QEC and EAQEC Codes from Hermitian Sums and Hulls of Cyclic Codes over $\mathbb{F}_2 \times (\mathbb{F}_2+v\mathbb{F}_2)$
The paper provides a theoretical construction method for QEC and EAQEC codes from cyclic codes over a composite ring, which is incremental for coding theory researchers.
This work determines generator polynomials for Hermitian hulls and sums of cyclic codes over a specific composite ring, and uses them to construct quantum error-correcting (QEC) codes and entanglement-assisted quantum error-correcting (EAQEC) codes. No concrete numerical results are reported.
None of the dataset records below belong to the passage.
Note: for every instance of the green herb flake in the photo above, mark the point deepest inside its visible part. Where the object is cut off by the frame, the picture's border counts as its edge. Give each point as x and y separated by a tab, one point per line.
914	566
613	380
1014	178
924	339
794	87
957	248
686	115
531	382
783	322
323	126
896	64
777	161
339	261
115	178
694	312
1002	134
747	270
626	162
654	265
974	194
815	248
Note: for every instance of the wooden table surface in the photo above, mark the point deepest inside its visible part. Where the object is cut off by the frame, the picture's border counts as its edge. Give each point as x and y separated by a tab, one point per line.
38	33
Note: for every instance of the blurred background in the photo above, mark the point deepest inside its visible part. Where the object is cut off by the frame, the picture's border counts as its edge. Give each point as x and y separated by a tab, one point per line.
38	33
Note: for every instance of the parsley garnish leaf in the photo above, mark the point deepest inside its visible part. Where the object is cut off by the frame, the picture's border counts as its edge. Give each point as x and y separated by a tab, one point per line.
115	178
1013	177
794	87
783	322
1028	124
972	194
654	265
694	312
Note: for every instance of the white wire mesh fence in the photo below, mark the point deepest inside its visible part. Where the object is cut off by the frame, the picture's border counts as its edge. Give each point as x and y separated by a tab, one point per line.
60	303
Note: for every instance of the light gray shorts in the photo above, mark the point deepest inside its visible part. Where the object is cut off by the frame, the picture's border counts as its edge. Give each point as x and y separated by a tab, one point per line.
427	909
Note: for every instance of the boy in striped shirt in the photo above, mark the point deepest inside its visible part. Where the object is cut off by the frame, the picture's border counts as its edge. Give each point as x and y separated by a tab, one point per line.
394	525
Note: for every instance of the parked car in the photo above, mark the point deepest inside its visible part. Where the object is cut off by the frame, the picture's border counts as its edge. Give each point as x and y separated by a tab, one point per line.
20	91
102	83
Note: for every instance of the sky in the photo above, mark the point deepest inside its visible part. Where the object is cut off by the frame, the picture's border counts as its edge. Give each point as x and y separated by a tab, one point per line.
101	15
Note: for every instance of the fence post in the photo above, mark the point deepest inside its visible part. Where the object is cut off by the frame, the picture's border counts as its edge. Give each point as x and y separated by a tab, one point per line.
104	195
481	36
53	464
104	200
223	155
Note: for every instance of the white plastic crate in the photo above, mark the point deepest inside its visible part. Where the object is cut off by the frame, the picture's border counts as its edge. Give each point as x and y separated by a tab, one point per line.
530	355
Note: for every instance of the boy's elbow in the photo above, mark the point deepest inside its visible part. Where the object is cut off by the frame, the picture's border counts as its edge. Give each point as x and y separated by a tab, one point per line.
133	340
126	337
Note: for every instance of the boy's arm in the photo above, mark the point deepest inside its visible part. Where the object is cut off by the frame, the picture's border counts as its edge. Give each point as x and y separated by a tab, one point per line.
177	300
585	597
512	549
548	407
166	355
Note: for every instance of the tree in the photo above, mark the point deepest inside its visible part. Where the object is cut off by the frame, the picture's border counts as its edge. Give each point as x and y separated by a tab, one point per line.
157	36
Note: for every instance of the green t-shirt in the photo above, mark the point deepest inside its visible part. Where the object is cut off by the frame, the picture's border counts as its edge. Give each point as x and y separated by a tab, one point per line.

In this work, we determine the generator polynomials for the Hermitian hulls and Hermitian sums of cyclic codes defined over the composite ring $\mathbb{F}_2 \times (\mathbb{F}_2 + v\mathbb{F}_2)$, where $v^2 = v$. Based on these structures, we develop quantum error-correcting (QEC) codes by applying the Hermitian dual version of Quantum Construction~X to the obtained Hermitian hulls and sums. Moreover, by employing matrix product code methods on linear complementary dual (LCD) codes defined over the same ring, we derive families of entanglement-assisted quantum error-correcting (EAQEC) codes.